The current penalty for using a mobile phone whilst driving a motor vehicle is $344 and five demerit points. But is this enough to deter drivers from using a mobile phone whilst on the road? The NSW Government is not convinced.
With the increase of fatalities on NSW roads over the last year, the NSW Government is on a mission to change the overwhelmingly high number of motorists using their mobile phones on the road.
In early 2019, a six-month trial was conducted in an effort to capture drivers using their phones illegally. During that trial, several high-tech mobile phone detecting cameras were installed in two locations across NSW, hidden from road users and operating on a 24-hour basis.
Unsuprisingly, more than 100,000 drivers were found to be using their mobile phone whilst operating their motor vehicle.
So what is the answer?
Recently, the NSW Government introduced the permanent installation of high-tech mobile phone detecting cameras across NSW. As part of the investment, the government will spend approximately $88 million dollars on the installation of cameras, around 45 locations across the state. These cameras will operate 24 hours a day and will not have any warning signs to alert drivers as they approach.
But how will they operate?
According to the new legislation, cameras will take a photograph if an object is held by the driver of a motor vehicle and if such an object “is presumed to be a mobile phone… either held by, or resting on, any part of the driver’s body”.
The cameras will use their artificial intelligence to snap a photograph of a vehicle, in circumstances where it is presumed the driver is using a mobile phone whilst operating a car.

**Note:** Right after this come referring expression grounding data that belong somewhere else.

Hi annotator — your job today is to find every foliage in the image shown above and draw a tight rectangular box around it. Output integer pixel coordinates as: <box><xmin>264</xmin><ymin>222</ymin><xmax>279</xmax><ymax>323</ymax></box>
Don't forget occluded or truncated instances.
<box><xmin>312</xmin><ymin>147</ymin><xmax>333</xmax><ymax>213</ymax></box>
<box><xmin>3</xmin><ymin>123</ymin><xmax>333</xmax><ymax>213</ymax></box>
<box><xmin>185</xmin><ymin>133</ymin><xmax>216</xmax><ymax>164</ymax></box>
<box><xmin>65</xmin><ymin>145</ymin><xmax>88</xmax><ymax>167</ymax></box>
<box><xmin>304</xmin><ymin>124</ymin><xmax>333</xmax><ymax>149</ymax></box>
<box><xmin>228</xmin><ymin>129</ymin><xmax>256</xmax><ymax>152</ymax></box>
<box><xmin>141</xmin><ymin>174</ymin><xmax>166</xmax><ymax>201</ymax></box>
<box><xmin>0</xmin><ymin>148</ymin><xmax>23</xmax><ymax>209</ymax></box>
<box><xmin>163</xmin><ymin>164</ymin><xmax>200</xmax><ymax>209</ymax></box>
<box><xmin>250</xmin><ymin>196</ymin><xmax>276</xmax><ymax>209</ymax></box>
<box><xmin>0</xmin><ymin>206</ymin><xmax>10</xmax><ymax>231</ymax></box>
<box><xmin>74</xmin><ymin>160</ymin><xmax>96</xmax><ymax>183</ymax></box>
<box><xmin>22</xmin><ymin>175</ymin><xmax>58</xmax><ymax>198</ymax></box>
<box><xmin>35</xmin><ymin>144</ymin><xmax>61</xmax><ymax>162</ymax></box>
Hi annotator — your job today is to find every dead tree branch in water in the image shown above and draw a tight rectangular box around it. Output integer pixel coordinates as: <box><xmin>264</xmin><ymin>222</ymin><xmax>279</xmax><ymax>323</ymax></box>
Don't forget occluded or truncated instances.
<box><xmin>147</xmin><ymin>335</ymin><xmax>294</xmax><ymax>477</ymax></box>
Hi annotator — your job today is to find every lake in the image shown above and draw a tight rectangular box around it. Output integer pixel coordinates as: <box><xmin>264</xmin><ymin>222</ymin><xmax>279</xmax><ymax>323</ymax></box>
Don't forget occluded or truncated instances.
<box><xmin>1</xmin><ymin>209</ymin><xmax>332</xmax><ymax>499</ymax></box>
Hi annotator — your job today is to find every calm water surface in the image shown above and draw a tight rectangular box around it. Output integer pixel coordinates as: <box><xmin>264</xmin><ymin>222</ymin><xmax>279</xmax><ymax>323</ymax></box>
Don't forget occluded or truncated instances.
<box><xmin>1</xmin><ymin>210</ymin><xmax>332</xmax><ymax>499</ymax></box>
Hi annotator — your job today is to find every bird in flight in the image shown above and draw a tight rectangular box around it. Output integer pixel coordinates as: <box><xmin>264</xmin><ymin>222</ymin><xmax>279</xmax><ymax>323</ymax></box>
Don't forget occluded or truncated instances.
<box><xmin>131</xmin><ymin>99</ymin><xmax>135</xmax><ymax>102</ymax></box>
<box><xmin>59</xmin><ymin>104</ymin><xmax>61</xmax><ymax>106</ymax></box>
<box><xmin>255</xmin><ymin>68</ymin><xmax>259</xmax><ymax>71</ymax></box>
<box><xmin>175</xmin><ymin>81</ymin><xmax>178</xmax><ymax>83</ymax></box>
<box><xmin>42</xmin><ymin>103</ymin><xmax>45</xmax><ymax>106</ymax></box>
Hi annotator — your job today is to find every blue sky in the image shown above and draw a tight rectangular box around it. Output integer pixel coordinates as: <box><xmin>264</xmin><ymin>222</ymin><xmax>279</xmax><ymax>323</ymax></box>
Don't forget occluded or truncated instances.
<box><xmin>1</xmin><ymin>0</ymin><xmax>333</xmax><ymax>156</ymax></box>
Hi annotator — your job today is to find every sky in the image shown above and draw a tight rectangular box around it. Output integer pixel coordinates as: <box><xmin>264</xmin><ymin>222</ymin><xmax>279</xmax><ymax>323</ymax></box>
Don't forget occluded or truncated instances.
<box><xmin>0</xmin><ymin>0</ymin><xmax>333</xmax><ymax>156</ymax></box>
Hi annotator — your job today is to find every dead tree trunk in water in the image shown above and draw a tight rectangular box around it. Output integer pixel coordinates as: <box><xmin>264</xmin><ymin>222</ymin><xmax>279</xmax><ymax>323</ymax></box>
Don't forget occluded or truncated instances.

How accurate will the cameras really be?
The installation of mobile phone detecting cameras appears pivotal in combatting the high statistics of illegal mobile phone use in NSW, however, doubt has risen over the accuracy of the new high tech device.
Concerns have been raised that drivers may cop fines for simply eating food behind the wheel. As Mr Michal Mantaj (Trial Advocate) says, “there will be many drivers who will be doing nothing more than maybe holding a chocolate bar”.
The NSW Government has ensured that all photographs captured by the device will be reviewed by a person, who will ultimately determine whether or not, in fact, that person is holding a mobile phone device.
The cameras are expected to be in full-force by December 2019.